Ratiocination   
var.
Reasoning-power

Ratiocination

Commens
Digital Companion to C. S. Peirce
Ratiocination
var.
Reasoning-power
1893 | Grand Logic 1893: Division III. Substantial Study of Logic Chapter VI. The Essence of Reasoning | CP 4.38-39

St. Thomas Aquinas [Summa totius logicæ Aristotelis (Opusculum 48)] divides the operations of the Understanding in reference to the logical character of their products into
     Simple Apprehension,
     Judgment, and
     Ratiocination, or Reasoning. [—]

Ratiocination or reasoning produces inferences or reasonings, which are expressed by argumentations, as, ” I think, therefore I must exist,” “Enoch, being a man, must have died; and since the Bible says he did not die, not everything in the Bible can be true.”

1893 | Grand Logic 1893: Division III. Substantial Study of Logic Chapter VI. The Essence of Reasoning | CP 4.45

Ratiocination is defined by St. Thomas as the operation by which reason proceeds from the known to the unknown.

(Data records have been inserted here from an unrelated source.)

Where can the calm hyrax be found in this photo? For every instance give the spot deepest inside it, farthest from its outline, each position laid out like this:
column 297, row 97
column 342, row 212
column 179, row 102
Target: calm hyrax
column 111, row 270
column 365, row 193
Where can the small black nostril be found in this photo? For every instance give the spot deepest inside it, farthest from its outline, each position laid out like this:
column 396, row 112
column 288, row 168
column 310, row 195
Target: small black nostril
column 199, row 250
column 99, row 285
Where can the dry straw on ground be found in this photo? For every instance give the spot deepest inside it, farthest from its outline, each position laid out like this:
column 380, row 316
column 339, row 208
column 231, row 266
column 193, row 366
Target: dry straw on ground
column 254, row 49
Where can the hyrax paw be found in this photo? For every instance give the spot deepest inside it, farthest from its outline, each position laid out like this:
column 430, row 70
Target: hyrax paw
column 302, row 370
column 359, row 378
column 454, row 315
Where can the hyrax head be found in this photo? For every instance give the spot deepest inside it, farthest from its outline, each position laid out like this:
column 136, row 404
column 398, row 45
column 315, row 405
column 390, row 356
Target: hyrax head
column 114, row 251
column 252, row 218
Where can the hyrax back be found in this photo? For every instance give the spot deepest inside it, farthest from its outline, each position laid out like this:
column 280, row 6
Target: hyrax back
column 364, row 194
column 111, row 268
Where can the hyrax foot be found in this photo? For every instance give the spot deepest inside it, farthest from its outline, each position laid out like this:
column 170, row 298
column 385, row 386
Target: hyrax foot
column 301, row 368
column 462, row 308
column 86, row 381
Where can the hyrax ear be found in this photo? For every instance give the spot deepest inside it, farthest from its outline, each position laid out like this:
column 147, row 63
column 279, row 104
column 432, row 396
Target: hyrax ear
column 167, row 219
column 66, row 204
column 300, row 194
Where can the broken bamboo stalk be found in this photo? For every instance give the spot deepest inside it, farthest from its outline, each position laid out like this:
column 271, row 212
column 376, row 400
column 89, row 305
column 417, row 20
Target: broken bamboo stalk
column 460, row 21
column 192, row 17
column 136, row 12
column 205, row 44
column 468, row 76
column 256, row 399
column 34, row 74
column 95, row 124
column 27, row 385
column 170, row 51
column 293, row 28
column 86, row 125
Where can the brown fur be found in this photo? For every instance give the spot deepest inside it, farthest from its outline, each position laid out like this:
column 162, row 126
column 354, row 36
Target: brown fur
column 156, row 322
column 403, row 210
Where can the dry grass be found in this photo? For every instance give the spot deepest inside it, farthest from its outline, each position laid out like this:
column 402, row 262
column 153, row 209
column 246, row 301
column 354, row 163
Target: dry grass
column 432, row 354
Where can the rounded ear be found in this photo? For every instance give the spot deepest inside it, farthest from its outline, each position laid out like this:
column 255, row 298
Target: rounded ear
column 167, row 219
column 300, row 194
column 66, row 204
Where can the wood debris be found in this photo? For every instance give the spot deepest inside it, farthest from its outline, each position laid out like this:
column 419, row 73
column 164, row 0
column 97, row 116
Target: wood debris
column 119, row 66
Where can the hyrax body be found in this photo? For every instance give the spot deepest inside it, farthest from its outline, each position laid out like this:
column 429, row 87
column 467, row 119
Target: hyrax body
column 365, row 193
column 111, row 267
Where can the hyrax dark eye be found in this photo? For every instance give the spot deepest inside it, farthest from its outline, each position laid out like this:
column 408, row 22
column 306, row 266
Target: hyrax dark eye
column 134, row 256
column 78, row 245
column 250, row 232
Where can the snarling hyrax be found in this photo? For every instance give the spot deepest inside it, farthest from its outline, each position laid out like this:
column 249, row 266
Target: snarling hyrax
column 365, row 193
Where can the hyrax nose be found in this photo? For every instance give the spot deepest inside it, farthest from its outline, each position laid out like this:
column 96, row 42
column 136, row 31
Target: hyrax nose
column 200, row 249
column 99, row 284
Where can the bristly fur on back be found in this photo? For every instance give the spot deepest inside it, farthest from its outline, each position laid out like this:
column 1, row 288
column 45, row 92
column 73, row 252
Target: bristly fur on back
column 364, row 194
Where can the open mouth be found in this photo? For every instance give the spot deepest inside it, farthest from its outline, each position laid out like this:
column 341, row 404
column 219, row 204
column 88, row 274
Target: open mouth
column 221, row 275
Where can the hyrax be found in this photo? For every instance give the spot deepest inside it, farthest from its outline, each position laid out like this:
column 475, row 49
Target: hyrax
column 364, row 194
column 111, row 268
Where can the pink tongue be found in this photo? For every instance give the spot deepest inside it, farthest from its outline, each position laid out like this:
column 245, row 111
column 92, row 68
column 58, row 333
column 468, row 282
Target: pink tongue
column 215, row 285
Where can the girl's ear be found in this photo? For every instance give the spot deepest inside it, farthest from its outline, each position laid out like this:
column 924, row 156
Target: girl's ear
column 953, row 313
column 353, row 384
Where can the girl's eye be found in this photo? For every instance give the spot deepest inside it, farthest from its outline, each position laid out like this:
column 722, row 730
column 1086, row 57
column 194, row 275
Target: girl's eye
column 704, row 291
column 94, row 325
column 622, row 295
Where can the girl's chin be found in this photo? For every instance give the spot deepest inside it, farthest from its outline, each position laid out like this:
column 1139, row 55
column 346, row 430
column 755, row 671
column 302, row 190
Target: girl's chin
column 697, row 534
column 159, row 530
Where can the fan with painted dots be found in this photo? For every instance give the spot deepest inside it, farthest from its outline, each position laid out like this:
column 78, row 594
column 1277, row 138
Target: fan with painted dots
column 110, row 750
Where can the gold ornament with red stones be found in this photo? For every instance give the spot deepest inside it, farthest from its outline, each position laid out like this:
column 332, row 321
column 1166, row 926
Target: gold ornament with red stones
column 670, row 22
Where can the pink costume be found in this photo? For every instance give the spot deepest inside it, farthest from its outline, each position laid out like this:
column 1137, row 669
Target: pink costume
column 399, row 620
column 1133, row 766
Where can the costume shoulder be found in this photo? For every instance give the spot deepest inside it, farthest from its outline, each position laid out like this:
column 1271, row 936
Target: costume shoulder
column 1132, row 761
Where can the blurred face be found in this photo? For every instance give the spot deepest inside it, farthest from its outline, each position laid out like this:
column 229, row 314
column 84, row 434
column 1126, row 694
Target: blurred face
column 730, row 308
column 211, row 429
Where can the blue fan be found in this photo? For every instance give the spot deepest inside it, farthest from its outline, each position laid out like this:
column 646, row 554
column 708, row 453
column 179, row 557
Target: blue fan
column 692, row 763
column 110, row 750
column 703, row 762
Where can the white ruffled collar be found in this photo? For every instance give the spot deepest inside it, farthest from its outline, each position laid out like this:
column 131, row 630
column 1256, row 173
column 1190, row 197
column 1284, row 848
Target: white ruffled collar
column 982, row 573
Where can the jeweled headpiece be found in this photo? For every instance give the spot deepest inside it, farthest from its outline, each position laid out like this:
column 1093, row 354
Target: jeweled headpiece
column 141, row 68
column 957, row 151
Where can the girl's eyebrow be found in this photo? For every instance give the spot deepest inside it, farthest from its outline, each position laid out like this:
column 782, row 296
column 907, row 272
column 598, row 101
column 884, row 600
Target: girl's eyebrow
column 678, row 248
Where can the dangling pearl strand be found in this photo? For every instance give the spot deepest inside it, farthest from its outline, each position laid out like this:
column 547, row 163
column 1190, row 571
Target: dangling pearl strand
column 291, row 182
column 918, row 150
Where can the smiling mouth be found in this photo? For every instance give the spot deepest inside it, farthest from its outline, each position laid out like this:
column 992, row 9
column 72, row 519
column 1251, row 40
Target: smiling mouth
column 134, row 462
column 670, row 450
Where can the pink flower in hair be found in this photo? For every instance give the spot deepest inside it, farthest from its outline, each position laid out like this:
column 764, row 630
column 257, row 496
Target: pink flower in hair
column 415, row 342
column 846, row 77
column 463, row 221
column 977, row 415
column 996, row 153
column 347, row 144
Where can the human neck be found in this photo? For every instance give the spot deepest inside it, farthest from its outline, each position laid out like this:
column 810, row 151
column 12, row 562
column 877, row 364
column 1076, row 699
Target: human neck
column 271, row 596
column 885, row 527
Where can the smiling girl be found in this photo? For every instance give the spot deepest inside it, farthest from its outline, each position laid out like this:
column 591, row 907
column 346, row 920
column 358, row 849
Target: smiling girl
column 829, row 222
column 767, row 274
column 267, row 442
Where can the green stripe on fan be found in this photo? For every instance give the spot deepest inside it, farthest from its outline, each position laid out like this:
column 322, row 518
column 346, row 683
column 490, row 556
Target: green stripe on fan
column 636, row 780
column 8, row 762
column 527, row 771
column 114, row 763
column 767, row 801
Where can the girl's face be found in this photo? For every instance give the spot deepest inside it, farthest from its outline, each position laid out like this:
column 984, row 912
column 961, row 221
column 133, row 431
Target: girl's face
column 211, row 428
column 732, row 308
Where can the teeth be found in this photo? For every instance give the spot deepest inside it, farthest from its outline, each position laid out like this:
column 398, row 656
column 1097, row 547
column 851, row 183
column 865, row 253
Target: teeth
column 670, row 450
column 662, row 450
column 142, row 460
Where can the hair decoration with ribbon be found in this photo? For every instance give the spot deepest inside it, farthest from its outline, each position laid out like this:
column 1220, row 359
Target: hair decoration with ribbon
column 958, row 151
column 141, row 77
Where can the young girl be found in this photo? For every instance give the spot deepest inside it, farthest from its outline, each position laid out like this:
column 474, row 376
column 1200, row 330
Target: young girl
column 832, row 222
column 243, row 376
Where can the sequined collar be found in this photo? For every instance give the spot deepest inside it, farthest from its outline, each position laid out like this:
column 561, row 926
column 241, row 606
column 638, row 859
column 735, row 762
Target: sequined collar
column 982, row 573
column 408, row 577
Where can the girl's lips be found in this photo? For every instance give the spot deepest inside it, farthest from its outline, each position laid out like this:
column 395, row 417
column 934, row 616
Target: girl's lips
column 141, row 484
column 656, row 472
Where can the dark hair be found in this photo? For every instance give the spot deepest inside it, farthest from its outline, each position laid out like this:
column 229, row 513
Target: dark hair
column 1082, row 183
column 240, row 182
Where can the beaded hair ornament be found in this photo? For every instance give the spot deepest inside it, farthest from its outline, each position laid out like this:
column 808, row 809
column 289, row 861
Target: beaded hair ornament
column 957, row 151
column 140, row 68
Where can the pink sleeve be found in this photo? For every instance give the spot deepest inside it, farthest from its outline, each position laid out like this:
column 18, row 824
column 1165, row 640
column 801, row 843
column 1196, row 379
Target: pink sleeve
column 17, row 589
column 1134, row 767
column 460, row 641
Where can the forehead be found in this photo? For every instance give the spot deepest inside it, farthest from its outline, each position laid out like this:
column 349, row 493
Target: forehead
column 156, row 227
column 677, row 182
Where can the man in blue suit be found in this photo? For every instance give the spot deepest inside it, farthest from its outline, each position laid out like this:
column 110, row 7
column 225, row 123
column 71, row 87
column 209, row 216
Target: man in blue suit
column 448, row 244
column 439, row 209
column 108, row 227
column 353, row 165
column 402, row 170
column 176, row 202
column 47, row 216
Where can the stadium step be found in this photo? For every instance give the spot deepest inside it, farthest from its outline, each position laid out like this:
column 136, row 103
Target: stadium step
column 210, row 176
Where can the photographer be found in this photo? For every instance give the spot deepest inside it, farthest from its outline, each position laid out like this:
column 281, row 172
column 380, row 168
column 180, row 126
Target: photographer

1895 | Short Logic: Chapter I. Of Reasoning in General | EP 2:11-12

Reasoning is the process by which we attain a belief which we regard as the result of previous knowledge. [—]

Again, a given belief may be regarded as the effect of another given belief, without our seeming to see clearly why or how. Such a process is usually called an inference; but it ought not to be called a rational inference, or reasoning. A blind force constrains us. [—]

The word illation signifies a process of inference. Reasoning, in general, is sometimes called ratiocination. Argumentation is the expression of a reasoning.

1913 | An Essay toward Improving Our Reasoning in Security and in Uberty | EP 2:464

Reasoning-power; or Ratiocination, called by some Dianoetic Reason, is the power of drawing inferences that tend toward the truth, when their premises or the virtual assertions from which they set out are true.